Shut up, Bobby Lee,” The Misfit said. “It’s no real pleasure in life.
The Misfit in A Good Man is Hard to Find is one of Flannery O’Connor’s most cruel and depraved villains.
In this short story, a grandmother leads her exasperated family on a wild goose chase in rural Georgia. While looking for the site of her girlhood homestead, she inadvertently brings her whole family to their deaths at the hands of a tortured killer, The Misfit.
O’Connor was unapologetically religious and not particularly known for a sunny disposition yet her brief but productive career exemplifies the best of Southern Gothic literature.
O’Connor created works of moral fiction that, according to Joyce Carol Oates, “were not refined New Yorker stories of the era in which nothing happens except inside the characters’ minds, but stories in which something happens of irreversible magnitude, often death by violent means.”
The South impresses its image on the Southern writer from the moment he is able to distinguish one sound from another…the Southern writer’s greatest tie with the South is through his ear.
In her distinctive Georgian drawl, O’Connor tells the story of a fateful family trip in this rare recording.
You can read the short story here.
I visited her home in Savannah, walked the leafy East Charlton Street, and sat in the church where she attended mass nearly every day, the Cathedral of St.
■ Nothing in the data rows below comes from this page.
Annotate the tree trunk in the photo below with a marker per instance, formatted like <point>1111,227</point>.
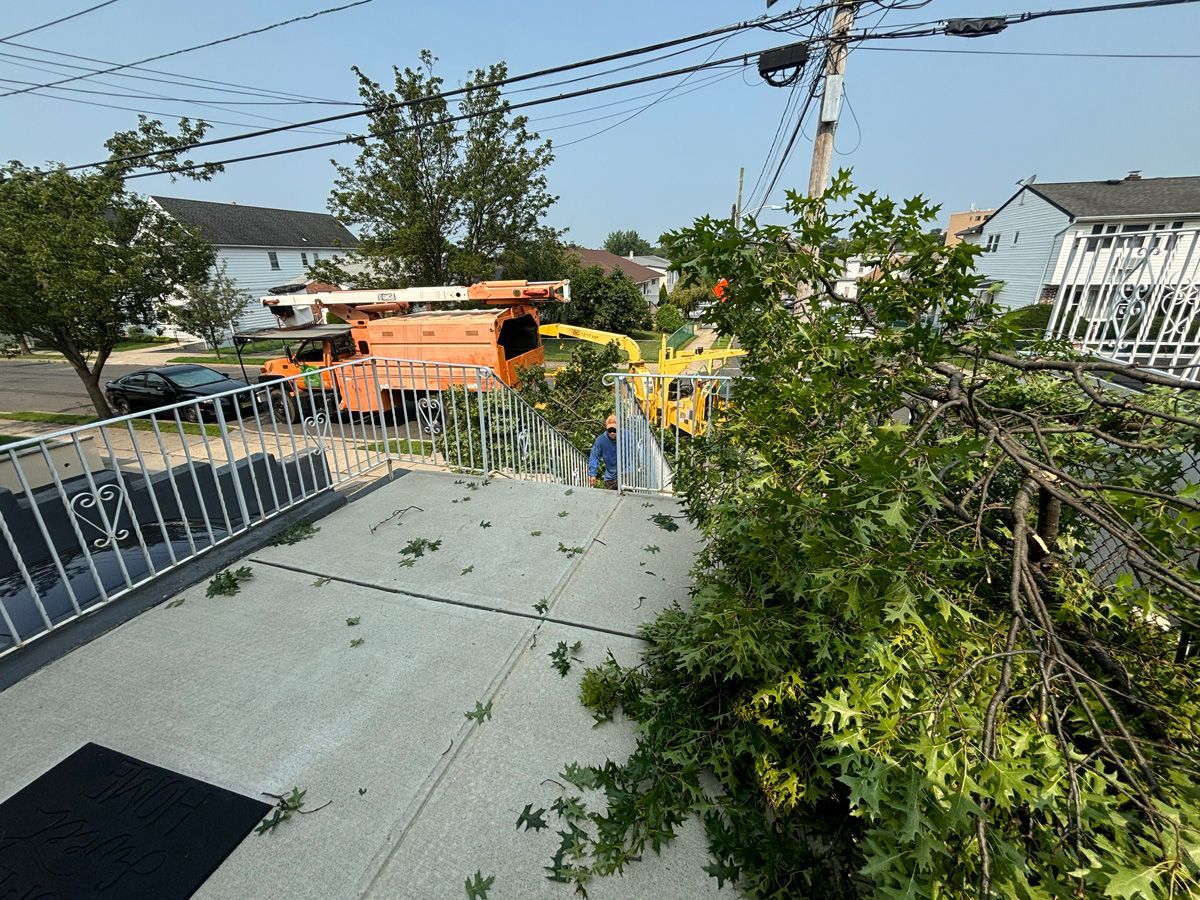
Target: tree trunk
<point>89,376</point>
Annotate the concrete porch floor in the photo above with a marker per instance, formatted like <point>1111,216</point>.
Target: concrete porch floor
<point>262,691</point>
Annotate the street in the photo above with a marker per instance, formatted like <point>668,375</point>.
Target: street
<point>53,387</point>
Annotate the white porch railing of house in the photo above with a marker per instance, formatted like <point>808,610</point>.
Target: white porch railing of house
<point>1133,298</point>
<point>658,415</point>
<point>90,513</point>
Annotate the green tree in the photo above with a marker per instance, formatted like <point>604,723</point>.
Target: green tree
<point>606,301</point>
<point>84,258</point>
<point>577,401</point>
<point>207,309</point>
<point>689,298</point>
<point>669,318</point>
<point>942,639</point>
<point>441,202</point>
<point>625,243</point>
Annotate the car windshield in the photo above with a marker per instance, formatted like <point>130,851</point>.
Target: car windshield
<point>196,377</point>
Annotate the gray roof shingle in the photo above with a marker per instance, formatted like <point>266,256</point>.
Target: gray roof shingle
<point>231,225</point>
<point>1135,197</point>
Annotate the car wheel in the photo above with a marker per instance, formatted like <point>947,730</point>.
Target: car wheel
<point>283,406</point>
<point>119,403</point>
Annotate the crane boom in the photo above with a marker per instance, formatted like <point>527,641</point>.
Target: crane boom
<point>497,293</point>
<point>595,336</point>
John the Baptist, in Lafayette Square.
I’ve always been curious about what Flannery O’Connor was like as a kid. Turns out she was a “pigeon-toed only child with a receding chin and a you-leave-me-alone-or-I’ll-bite-you complex”.
An avid reader from an early age, the young O’Connor wrote comments on the leaves of her childhood books. For Alice’s Adventures in Wonderland, she skewered Lewis Carroll with a succinct review: Awful. I wouldn’t read this book. The note on Shirley Watkins’s Georgina Finds Herself was even harsher: This is the worst book I ever read next to “Pinnochio”. Little Men survived Flannery’s scrutiny with its dignity intact: First rate, splendid.
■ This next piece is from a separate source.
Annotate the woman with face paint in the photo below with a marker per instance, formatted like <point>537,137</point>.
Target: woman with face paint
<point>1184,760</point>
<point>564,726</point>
As a child, Flannery O’Connor illustrated chickens, “the same chicken over and over,” and she wrote occasional verse. Her artwork was probably inspired by the ducks and chickens she kept as pets in the backyard of the Savannah row house.
O’Connor was an avid cartoonist as well as a writer. For her high school and college publications in the 1940’s, she created drawings cut from linoleum. While the content is related to her experience as a student, the slightly skewed perspective is vintage O’Connor.
In addition to a cutting wit, O’Connor had a fondness for fowl and coffee mixed with Coca-Cola. She led a fairly sheltered life that she once said would not be remembered because “lives spent between the house and the chicken yard do not make exciting copy.”
She could not have been more wrong.
Flannery O’Connor saw, heard, and experienced the same things as everyone else but, out of those ordinary daily events, she imagined extraordinary possibilities. She sharpened and intensified what she saw with unusual twists and unexpected turns, influenced by living in that defining Southern town of Savannah.
O’Connor eked out the last years of her life in relative solitude with her mother, turning her childhood home into a makeshift bird sanctuary before dying of lupus at 39.
There’s one new surprise to be discovered, though, tucked under the stairs on East Charleton Street. It’s a Little Free Library. I think Flannery would have liked that.
As for that good man I found in Savannah, his name is Stratton Leopold. But that’s for another post.